1. What is Amazon Redshift?
Ans. Amazon Redshift is a fully managed, petabyte-scale data warehouse service in the cloud. It’s one of the largest pay-as-you-go services in the cloud. It scales to petabytes of data and thousands of queries per second so you can get insights from your data to drive better business decisions.
2. When do we require Amazon Redshift?
Ans. Amazon Redshift is a fast, fully managed data warehouse service. Businesses can use it to obtain an easy-to-use cluster of web servers that work together as a single system to process and analyze large datasets in parallel without interrupting other business operations.
3. Which database does Amazon Redshift support?
Ans. It is based on PostgreSQL 8.0.2 Community Edition (Postgres), which Amazon has renamed to Amazon Redshift (the database engine will retain the Postgres compatibility).
4. What is the use of the AWS Redshift ODBC driver?
Ans. AWS Redshift is a hosted data warehouse service. The driver will allow you to connect to that database and import data into it for analytical purposes. This way, you can run complex queries on the imported data and slice and dice it as much as needed. By default, this connection requires SSL/TLS which means your credentials are never sent in the clear.
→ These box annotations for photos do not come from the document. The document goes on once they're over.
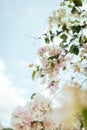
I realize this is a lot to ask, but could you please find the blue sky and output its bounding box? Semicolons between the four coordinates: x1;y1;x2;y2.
0;0;59;127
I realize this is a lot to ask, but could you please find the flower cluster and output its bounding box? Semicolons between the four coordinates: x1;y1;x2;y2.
11;94;58;130
11;0;87;130
11;83;87;130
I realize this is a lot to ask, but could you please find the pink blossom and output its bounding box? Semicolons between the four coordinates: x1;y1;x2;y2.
38;47;46;55
55;63;63;74
83;44;87;49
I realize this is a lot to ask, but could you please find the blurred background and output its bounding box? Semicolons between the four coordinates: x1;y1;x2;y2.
0;0;59;127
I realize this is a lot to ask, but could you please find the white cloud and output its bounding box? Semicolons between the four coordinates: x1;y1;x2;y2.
0;59;25;127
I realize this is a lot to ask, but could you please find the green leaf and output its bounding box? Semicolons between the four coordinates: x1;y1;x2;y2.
32;70;36;80
83;36;87;43
72;25;81;33
60;1;66;6
70;45;79;55
47;55;59;60
79;35;83;46
71;7;79;14
56;30;63;36
73;0;82;6
51;62;55;68
31;93;36;99
82;108;87;127
44;37;50;43
63;66;66;70
62;25;69;33
50;35;54;42
60;34;68;42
5. What is Massive Parallel Processing?
Ans. MPP is a technique of processing large data sets in parallel by breaking them into smaller chunks and distributing them among many nodes. The distributed nature of MPP databases makes it very ideal for analytics on large data sets. To put it in the simplest terms, when you request a query from Amazon Redshift, your query is sent to one of the many nodes in the cluster which processes it further and returns results back to you. The benefit of this distribution is that Amazon Redshift can handle lots of data quickly for complex queries.
6. What are some common analytics operations?
Ans. Some common use cases would be ad serving, clickstream analysis, business intelligence reporting, business metrics reporting, financial analysis etc.
7. What is AWS Redshift cluster Service?
Ans. A Redshift cluster is simply a group of computers that are connected together to act as one computer. Redshift clusters require at least two nodes in order to operate properly. Each node will have its own hard drive and CPU, but the same amount of computing power can be achieved by using half as many nodes with twice as much storage and capacity. The specific amount of storage is dependent on the number of nodes that are included in your cluster.
8. Is unstructured data supported in Amazon Redshift?
Ans. No, Amazon Redshift does not support unstructured or semi-structured data. Amazon Redshift is a petabyte-scale data warehouse that makes it simple and cost-effective to analyze all of your data using standard SQL and your existing Business Intelligence (BI) tools.
9. What are the benefits of Amazon Redshift?
Ans. The following are some of the benefits of Amazon Redshift:
1) Amazon Redshift’s Data Warehousing Technology can serve large data sets containing terabytes and petabytes of structured data to facilitate the analysis of any massive quantifiable data.
2) The technology is not based on a specific query language but rather a “data warehouse” management system using SQL syntax.
3) Redshift’s ability to work with a variety of data formats and file types makes it possible for users to easily take their existing business intelligence (BI) tools that support SQL-based analysis and use them without having to install any plugins or drivers.
4) Amazon Redshift is designed with data warehousing in mind. This means it has been optimized for processing large datasets containing structured, quantifiable information.
5) The technology allows companies to cut back on their costs while processing large amounts of data because it uses a scale-out architecture and can grow with you.
6) Amazon Redshift allows users to automate their data warehouse’s management tasks so they can focus on analysis and leave the heavy lifting up to the platform itself.
10. What are materialized views in amazon Redshift?
Ans. Materialized Views provide a way to make the results of a query against very large tables more efficient. You can create a materialized view using an existing table or a query in the same cluster. When you create a materialized view in Amazon Redshift, all updated and deleted rows in specific columns are tracked by Amazon Redshift. If any updated or deleted rows affect the data used in the materialized view’s query, then that data is updated when you refresh it.